The advent of the fashion industry that we know today by and large occurred during the Victorian Era. Britain went through several advancements during the 1800s, including the mass manufacturing of sewing machines, which in turn, enabled a greater production of clothes at cheaper rates. This coupled with innovations in advertisement printing, meant that fashion could be shared with the larger public, which invited a higher and quicker demand for new designs. Today, our lives are inculcated with a variety of fashion trends that shift with each season; but in the process there is a certain loss of identity and distinctiveness.
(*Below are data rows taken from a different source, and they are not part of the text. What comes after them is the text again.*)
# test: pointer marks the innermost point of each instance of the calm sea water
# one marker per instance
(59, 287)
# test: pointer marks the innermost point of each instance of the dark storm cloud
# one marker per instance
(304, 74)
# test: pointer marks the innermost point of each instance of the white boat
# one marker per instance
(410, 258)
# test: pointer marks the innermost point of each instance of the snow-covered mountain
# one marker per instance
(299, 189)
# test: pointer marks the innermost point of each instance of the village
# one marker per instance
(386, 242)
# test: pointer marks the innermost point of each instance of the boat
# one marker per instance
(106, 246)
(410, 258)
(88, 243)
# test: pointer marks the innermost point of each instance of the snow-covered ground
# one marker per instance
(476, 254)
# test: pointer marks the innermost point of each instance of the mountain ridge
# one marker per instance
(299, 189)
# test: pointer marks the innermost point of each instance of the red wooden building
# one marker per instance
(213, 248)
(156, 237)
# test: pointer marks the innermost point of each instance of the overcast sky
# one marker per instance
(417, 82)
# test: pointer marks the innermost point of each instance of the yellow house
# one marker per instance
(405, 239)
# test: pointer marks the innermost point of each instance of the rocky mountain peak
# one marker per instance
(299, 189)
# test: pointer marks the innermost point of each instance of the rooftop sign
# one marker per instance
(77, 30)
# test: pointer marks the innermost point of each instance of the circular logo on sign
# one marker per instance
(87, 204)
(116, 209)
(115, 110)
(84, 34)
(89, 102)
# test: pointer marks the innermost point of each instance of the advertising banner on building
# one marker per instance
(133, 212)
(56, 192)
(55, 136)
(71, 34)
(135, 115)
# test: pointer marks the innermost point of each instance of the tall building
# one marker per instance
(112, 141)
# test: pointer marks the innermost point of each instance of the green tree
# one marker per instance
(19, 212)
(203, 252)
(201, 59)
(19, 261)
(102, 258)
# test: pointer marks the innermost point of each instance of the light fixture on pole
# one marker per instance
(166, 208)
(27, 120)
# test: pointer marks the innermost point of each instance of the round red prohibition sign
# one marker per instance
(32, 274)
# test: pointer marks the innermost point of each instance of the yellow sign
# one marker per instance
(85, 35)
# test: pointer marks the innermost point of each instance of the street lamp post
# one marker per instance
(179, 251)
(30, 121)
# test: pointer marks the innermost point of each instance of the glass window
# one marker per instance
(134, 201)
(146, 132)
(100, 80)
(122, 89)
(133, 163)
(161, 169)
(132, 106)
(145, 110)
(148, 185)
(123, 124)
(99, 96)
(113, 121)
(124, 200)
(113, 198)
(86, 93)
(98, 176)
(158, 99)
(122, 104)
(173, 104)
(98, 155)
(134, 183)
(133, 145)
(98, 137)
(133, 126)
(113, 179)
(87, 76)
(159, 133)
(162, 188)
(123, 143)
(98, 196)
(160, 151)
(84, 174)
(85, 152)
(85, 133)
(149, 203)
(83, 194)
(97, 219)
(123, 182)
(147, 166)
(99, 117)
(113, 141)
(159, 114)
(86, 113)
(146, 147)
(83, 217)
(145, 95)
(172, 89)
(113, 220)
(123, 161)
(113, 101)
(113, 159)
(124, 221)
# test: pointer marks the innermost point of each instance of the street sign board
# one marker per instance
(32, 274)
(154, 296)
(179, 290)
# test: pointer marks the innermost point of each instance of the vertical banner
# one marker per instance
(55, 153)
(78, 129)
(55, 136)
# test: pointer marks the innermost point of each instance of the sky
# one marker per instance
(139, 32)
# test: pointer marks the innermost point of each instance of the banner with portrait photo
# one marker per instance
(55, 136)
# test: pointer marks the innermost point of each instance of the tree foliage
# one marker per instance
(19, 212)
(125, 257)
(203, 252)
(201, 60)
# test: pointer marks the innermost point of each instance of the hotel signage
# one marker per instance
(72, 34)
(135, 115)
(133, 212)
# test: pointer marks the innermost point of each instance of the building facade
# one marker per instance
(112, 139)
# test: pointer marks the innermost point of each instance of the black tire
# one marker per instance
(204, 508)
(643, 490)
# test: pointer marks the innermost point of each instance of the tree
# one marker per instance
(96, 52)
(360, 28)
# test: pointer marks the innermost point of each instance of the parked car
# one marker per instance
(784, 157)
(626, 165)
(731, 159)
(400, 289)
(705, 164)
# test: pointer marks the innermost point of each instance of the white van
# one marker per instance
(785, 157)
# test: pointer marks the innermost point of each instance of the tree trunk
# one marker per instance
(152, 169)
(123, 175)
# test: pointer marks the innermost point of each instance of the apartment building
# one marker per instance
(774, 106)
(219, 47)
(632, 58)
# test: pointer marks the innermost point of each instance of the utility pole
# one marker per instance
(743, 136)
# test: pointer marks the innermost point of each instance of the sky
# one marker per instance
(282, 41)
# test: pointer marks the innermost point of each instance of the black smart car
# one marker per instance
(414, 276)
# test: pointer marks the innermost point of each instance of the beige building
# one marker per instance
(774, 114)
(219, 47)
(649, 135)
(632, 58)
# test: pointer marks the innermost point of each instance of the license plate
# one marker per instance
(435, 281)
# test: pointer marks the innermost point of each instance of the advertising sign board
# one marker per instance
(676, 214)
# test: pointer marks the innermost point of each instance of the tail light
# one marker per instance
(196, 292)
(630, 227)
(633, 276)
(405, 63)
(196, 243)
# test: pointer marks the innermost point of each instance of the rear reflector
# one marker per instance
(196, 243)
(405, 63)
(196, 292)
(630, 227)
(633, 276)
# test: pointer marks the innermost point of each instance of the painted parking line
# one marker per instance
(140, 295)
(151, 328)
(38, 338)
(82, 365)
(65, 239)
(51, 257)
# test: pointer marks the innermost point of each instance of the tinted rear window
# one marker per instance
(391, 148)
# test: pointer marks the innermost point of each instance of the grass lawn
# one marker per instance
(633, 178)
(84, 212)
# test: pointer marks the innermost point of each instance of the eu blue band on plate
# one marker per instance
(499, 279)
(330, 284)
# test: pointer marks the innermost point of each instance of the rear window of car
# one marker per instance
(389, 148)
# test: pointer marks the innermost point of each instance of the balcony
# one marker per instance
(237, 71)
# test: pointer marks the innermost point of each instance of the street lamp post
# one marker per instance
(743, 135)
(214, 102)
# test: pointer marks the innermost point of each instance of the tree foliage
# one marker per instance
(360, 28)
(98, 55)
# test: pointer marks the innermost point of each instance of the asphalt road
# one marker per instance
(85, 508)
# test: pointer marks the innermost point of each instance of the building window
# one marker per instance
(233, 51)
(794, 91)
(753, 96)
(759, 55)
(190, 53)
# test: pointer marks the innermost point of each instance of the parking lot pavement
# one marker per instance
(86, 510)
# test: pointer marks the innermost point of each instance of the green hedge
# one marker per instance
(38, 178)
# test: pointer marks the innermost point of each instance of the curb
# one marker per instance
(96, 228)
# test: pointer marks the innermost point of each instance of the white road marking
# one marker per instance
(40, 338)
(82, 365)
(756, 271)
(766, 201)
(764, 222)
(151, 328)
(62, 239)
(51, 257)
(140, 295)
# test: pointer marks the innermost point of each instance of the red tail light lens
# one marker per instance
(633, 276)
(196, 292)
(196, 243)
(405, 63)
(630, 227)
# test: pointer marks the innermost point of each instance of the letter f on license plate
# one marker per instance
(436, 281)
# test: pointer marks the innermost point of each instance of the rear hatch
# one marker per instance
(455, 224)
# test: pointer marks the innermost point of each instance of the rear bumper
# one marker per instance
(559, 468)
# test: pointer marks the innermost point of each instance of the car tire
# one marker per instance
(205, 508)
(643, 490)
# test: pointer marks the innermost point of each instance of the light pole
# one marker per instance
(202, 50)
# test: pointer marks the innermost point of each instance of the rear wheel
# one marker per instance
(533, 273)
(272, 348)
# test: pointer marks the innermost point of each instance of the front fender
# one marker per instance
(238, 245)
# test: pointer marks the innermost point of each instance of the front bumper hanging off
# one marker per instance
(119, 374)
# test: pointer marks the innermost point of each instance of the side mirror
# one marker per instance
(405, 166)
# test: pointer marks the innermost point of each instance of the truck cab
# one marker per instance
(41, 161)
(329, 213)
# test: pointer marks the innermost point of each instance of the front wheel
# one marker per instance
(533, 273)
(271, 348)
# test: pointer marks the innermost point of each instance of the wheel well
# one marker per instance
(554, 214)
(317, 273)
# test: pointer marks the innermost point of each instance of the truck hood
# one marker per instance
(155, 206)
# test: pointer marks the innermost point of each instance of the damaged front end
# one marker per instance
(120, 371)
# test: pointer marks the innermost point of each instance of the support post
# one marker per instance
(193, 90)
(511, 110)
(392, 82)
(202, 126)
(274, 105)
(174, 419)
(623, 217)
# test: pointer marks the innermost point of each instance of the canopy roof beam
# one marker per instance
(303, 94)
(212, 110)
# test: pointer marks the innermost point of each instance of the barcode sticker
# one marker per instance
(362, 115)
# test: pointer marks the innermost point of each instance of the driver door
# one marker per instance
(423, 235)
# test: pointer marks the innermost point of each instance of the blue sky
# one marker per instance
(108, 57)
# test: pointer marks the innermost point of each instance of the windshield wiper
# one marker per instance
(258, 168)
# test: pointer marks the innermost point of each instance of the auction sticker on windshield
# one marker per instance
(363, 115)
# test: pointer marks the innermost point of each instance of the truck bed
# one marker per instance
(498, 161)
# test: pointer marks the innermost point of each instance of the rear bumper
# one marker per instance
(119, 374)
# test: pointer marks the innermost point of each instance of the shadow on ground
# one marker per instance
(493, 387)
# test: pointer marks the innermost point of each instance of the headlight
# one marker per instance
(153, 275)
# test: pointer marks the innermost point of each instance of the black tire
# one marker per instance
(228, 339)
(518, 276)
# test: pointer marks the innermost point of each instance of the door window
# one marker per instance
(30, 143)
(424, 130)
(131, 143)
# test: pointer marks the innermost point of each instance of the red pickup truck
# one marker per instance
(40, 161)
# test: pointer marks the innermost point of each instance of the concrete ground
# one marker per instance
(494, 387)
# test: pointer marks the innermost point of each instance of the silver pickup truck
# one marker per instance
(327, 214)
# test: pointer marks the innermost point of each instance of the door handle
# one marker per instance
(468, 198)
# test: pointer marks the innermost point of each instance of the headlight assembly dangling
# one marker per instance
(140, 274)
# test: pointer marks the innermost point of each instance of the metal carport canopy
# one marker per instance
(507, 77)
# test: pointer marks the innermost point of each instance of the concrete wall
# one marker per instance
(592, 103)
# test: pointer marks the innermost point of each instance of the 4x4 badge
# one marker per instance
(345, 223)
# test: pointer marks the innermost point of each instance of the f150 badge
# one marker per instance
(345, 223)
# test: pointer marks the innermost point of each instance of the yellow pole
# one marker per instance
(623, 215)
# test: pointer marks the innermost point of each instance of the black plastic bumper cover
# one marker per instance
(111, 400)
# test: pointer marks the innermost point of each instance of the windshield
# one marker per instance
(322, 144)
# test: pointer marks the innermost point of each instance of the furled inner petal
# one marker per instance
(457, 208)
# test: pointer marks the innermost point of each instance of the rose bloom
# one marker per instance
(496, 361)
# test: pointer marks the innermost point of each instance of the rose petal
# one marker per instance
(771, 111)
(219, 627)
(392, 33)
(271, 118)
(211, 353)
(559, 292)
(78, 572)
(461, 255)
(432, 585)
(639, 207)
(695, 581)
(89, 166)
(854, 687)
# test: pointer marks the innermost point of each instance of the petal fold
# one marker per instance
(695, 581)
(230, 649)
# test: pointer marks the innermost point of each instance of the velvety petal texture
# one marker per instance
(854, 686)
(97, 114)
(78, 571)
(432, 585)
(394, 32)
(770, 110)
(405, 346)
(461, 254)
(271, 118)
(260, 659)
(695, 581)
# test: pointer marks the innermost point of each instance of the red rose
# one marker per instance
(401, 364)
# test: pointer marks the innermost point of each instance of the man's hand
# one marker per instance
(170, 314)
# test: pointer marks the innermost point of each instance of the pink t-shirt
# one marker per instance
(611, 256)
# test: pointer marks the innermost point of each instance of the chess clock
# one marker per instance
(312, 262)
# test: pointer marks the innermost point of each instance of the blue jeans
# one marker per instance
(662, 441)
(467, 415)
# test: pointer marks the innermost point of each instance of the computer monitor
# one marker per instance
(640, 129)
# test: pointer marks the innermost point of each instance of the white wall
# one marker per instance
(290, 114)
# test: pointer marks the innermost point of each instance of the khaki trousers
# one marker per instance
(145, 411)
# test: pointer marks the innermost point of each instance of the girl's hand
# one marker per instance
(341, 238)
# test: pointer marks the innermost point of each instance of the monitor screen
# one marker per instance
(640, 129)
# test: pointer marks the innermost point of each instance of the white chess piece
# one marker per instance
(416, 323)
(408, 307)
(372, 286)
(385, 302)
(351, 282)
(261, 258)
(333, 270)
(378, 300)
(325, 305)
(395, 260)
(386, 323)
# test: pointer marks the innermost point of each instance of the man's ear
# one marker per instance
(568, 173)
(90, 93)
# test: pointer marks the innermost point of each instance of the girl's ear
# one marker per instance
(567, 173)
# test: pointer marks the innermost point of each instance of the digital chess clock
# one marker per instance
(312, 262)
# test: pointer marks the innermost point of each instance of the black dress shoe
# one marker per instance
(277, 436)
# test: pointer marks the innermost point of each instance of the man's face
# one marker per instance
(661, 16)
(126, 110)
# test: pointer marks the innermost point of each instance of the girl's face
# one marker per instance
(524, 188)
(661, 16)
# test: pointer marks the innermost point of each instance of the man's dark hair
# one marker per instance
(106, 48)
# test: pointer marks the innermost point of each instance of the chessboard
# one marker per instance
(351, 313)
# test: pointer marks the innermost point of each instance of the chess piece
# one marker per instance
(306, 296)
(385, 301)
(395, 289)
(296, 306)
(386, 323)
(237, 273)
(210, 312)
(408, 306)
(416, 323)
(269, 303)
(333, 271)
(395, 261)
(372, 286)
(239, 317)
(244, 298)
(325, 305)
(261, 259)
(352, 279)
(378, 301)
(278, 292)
Similar prints and cuts can be seen produced each year and by different brands, and as a result, they lack the exclusivity that singular garments once had.
With the recent relaunch of Khaas Contemporary in Islamabad, Bushra Waqas Khan’s latest body of work was exhibited in her first solo exhibition titled ‘The Red Carpet.’ The display instantly reminded one of the idea of individuality through attire. Heavily inspired by the extravagant styles of the Victorian era, Khan creates distinct designs, each with its own narrative waiting to be unraveled.
As a graduate of printmaking from the National College of Arts in 2008, Khan has been refining and developing her practice for over a decade and is now finally finding her foothold in the spotlight. Among her accolades, Khan has recently been shortlisted for the prestigious Victoria and Albert Museum Jameel Prize, and is the first Pakistani to make it in the design category.
One of the key traits of any printmaker is adaptation as there is a constant search for novel ways of producing art. For Khan, this came while teaching at a fashion university in Multan. Being surrounded by a world of garment-making ignited a new and provoking journey. The process of transferring an image bled into her current sculptural pieces where she uses an amalgam of heat-transfer paper and embroidery to shift the visuals onto the cloth.
There is an evident connection between the artist’s previous prints and her current work. Khan has long been fascinated with the designs on the Affidavit paper. This document is crucial in determining so much of our lives, be it, property, marriage or even our livelihood. It holds extreme value and can be passed down from one generation to the next, much like an heirloom. Khan questions through her process of designing female attire with motifs from a document that determines ownership, whether we would give the same value to women as we do to these inanimate objects.
Exploring the paper, Khan explains that if the Urdu text is removed from the sheet, the designs are essentially European which instinctively inspired the European cuts for her garments. In fact, the affidavit was originally designed by the British and given to Pakistan before their departure. Khan also creates further interest in these pieces through the addition of Urdu text as motifs and subtle hints of local design-cuts. The juxtaposition, much like the design of the affidavit, become visual representations of our postcolonial present.
The size of each garment is based upon the size of the ‘travelling mannequin’ which is used to create sample ideas of a garment before the actual one is produced. Khan, instead, uses these as her final product. With its miniature stature, the dresses create a new fantastical world for the viewer, a looking glass to see beyond the realities of this world. However, with the lack of colour in her pieces, there is a cloud of somberness that surrounds them; perhaps an indication to something deeper.
Presently, with a studio equipped with workers, zippers, fabric and designs, Khan continues to make these one-of-a-kind pieces. Each work of art is made by hand through a rigorous process of continual experimentation. After finalizing the design, Khan works alongside seamsters to achieve the finalized work. The reduced size has meant a more meticulous eye to detail, and an increasingly steady and dedicated craftsmanship. Her work shrewdly blurs the line between craft and art, and lends to the growing discourse of what can be defined as art.
On speaking about her inspirations, Khan mentioned her love for fashion and how various international labels understand the individuality of garments and the people that wear them. Clothes aren’t just as a cover, they become an extension of our identity.
Each piece that Bushra Waqas Khan creates holds that same sense of individuality; an identity that adorns a narrative of femininity, ownership and colonization, and how these come together to explore the current female experience.